Main Page | Report this Page
Computers Forum Index  »  Computer Compression  »  Entropy...
Page 1 of 5    Goto page 1, 2, 3, 4, 5  Next

Entropy...

Author Message
Mok-Kong Shen...
Posted: Tue Sep 08, 2009 7:33 pm
Guest
Hi,

I have a very dumb question which I hope is nevertheless not
entirely OT here.

I read in textbooks that the entropy per letter in English is
something like one to one and a half bits per letter. Suppose
I take a certain book and copy out the text from p. 100 - 200,
I'll get 1.0 - 1.5 times the number of letters there as entropy
in units of bits. On the other hand, the same text and hence the
information contained in it is entirely determined by a string
like "ISBN = ......, p. 100 - 200" which is very much shorter and
hence has very little entropy, using the same kind of estimate
of entropy per letter as previously.

How could this apparent paradox be explained away?

Thanks,

M. K. Shen
 
glen herrmannsfeldt...
Posted: Tue Sep 08, 2009 7:33 pm
Guest
Mok-Kong Shen <mok-kong.shen at (no spam) t-online.de> wrote:

< I have a very dumb question which I hope is nevertheless not
< entirely OT here.

< I read in textbooks that the entropy per letter in English is
< something like one to one and a half bits per letter. Suppose
< I take a certain book and copy out the text from p. 100 - 200,
< I'll get 1.0 - 1.5 times the number of letters there as entropy
< in units of bits. On the other hand, the same text and hence the
< information contained in it is entirely determined by a string
< like "ISBN = ......, p. 100 - 200" which is very much shorter and
< hence has very little entropy, using the same kind of estimate
< of entropy per letter as previously.

< How could this apparent paradox be explained away?

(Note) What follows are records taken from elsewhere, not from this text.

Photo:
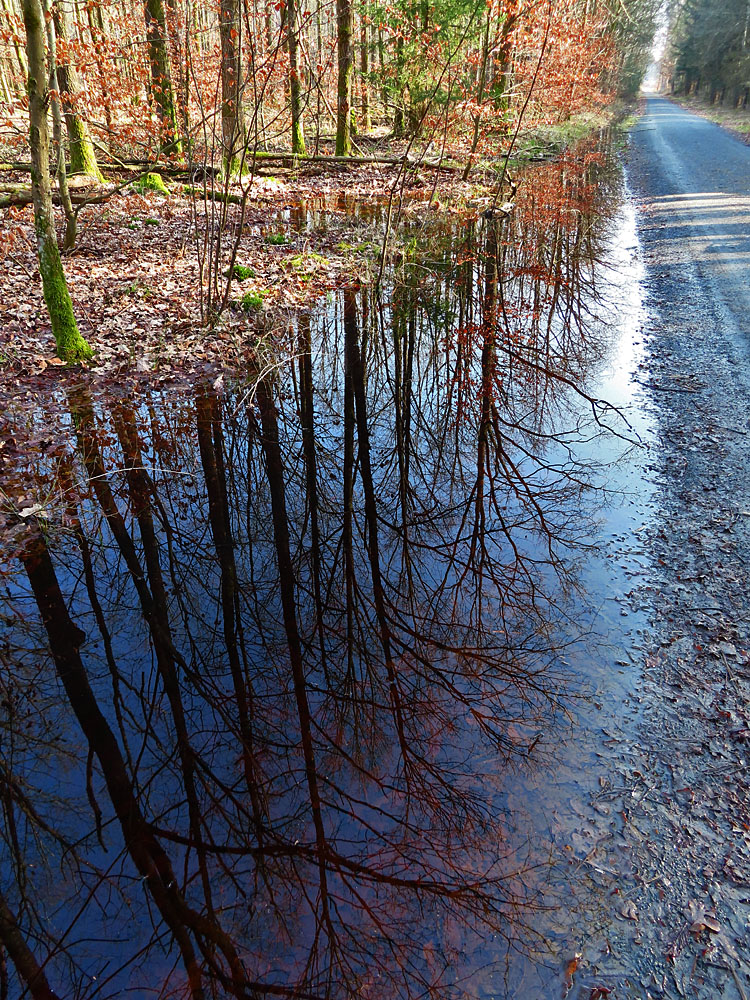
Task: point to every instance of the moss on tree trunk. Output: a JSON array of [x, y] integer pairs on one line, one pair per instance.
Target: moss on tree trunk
[[345, 29], [82, 155], [70, 344]]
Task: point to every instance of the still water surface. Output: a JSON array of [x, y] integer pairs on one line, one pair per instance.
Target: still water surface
[[311, 681]]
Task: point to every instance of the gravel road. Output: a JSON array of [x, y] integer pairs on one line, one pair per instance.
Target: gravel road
[[691, 182]]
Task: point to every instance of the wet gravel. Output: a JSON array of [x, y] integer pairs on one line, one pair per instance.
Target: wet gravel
[[687, 787]]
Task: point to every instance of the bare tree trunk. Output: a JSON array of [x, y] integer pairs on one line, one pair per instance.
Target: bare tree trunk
[[70, 344], [364, 69], [161, 78], [345, 30], [232, 121], [82, 155], [62, 178], [295, 90], [27, 967]]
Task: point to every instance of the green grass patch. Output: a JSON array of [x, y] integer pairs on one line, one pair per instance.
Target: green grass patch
[[253, 299], [241, 272]]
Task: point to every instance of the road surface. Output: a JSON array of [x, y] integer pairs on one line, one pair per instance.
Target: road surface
[[691, 183]]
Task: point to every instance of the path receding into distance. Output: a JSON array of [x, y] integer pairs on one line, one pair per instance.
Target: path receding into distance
[[691, 185], [696, 183]]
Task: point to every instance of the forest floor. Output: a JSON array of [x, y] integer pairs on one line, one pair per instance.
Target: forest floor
[[135, 272]]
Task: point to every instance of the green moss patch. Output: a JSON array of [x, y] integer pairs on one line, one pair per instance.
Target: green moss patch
[[151, 182], [241, 272], [252, 300]]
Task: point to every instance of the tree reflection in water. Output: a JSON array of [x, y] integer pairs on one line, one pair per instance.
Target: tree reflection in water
[[273, 652]]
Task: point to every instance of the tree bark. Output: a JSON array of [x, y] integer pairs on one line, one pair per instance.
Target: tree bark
[[345, 30], [82, 155], [295, 89], [161, 78], [232, 122], [27, 967], [70, 344]]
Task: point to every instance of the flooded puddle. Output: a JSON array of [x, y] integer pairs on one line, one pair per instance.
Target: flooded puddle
[[312, 679]]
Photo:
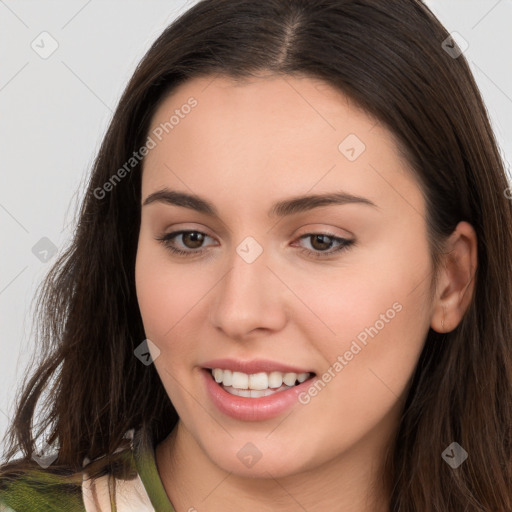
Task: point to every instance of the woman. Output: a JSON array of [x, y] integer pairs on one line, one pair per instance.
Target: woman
[[210, 352]]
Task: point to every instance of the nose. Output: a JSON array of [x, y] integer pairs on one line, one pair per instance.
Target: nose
[[249, 299]]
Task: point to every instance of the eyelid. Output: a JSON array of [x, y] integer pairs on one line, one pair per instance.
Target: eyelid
[[343, 244]]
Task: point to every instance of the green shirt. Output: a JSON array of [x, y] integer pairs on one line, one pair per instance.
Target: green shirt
[[145, 493]]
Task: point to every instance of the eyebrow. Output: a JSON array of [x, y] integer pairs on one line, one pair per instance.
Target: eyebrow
[[283, 208]]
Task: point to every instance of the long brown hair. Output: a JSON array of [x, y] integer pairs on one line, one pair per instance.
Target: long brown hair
[[388, 57]]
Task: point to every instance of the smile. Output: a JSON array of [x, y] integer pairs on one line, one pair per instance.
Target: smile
[[257, 385]]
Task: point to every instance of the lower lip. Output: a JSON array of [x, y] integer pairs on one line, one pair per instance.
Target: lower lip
[[253, 409]]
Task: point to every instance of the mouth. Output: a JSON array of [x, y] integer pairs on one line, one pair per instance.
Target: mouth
[[257, 385]]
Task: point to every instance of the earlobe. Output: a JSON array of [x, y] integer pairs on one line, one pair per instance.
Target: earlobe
[[456, 280]]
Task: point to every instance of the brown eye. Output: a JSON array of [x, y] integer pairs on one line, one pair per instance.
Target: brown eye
[[192, 239], [321, 243]]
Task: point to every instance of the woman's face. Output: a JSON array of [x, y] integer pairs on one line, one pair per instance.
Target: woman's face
[[272, 284]]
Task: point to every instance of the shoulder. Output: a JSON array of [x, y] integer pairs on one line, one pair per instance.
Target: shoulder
[[39, 491]]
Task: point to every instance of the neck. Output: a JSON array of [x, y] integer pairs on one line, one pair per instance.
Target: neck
[[351, 482]]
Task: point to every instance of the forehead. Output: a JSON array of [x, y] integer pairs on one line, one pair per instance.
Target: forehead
[[267, 134]]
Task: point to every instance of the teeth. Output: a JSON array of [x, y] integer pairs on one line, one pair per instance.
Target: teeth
[[257, 381]]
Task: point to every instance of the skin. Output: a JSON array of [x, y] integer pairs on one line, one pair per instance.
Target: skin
[[243, 147]]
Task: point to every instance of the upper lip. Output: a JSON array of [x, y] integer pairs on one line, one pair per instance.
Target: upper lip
[[253, 366]]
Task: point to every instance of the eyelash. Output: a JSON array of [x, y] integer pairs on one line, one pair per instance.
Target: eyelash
[[344, 244]]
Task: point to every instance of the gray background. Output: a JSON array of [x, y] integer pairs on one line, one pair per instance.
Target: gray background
[[54, 113]]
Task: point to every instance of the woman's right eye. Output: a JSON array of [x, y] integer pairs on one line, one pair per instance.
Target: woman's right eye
[[193, 237]]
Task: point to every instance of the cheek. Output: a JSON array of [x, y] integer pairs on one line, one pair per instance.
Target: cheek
[[166, 292]]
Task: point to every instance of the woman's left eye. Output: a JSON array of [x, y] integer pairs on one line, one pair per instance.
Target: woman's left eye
[[196, 238]]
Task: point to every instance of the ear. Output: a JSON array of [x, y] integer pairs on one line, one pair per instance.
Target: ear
[[456, 281]]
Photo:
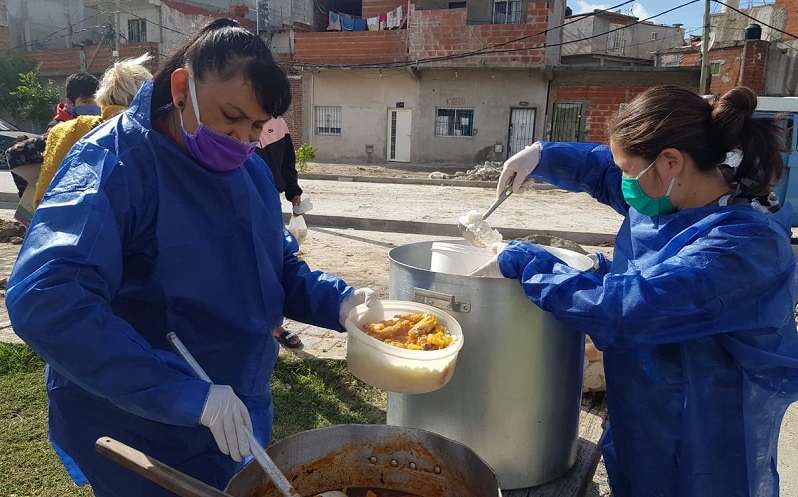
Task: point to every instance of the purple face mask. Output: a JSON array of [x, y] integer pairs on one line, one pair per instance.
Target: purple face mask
[[215, 151]]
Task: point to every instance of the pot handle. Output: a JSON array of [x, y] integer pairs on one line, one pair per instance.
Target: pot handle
[[154, 470], [440, 300]]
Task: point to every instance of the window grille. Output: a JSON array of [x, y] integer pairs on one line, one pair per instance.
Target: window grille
[[328, 120], [454, 122], [508, 12], [137, 31], [616, 41]]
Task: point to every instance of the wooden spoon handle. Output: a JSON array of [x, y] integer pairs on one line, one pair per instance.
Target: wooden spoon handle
[[154, 470]]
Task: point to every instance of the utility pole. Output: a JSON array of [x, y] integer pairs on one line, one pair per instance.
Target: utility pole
[[117, 34], [706, 77]]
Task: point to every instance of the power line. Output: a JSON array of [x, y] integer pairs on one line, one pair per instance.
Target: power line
[[491, 49]]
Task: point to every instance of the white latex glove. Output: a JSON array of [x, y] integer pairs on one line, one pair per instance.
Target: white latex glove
[[516, 169], [359, 296], [491, 268], [228, 419]]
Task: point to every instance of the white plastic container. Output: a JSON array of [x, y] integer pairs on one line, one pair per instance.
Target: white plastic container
[[573, 259], [457, 258], [392, 368]]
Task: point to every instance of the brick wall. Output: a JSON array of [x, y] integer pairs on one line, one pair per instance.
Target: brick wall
[[729, 76], [791, 10], [601, 103], [65, 61], [4, 36], [754, 63], [351, 47], [440, 33], [373, 8]]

I believe this is related to the principle of information hiding.

http://en.wikipedia.org/wiki/Information_hiding

Note that in the second case, most of the important information,
the actual text, is not there. Trying to make measurements on
data that isn't actually there is not a good idea.

Here is another way to think about. Send both strings to someone
on Mars. (that is, a martian.) Consider the data as reconstructed
by the martian, with no access to a library.

-- glen
 
Mok-Kong Shen...
Posted: Tue Sep 08, 2009 9:26 pm
Guest
glen herrmannsfeldt wrote:
Quote:
Mok-Kong Shen <mok-kong.shen at (no spam) t-online.de> wrote:

I read in textbooks that the entropy per letter in English is
something like one to one and a half bits per letter. Suppose
I take a certain book and copy out the text from p. 100 - 200,
I'll get 1.0 - 1.5 times the number of letters there as entropy
in units of bits. On the other hand, the same text and hence the
information contained in it is entirely determined by a string
like "ISBN = ......, p. 100 - 200" which is very much shorter and
hence has very little entropy, using the same kind of estimate
of entropy per letter as previously.

How could this apparent paradox be explained away?

I believe this is related to the principle of information hiding.

http://en.wikipedia.org/wiki/Information_hiding

Note that in the second case, most of the important information,
the actual text, is not there. Trying to make measurements on
data that isn't actually there is not a good idea.

Here is another way to think about. Send both strings to someone
on Mars. (that is, a martian.) Consider the data as reconstructed
by the martian, with no access to a library.

However, what the textbooks say is destined for us, on the
earth, who do have access to libraries. (It takes some time
and trouble to get the book, but that's all. Further lots of
books could be accessed via the internet.) So that would mean
that the claimed 1.0 - 1.5 bits entropy per letter in English
is practically "nonsense" and useless for us, wouldn't it?

Thanks,

M. K. Shen
 
Mark Adler...
Posted: Wed Sep 09, 2009 9:45 am
Guest
On 2009-09-08 10:26:05 -0700, Mok-Kong Shen <mok-kong.shen at (no spam) t-online.de> said:
Quote:
So that would mean
that the claimed 1.0 - 1.5 bits entropy per letter in English
is practically "nonsense" and useless for us, wouldn't it?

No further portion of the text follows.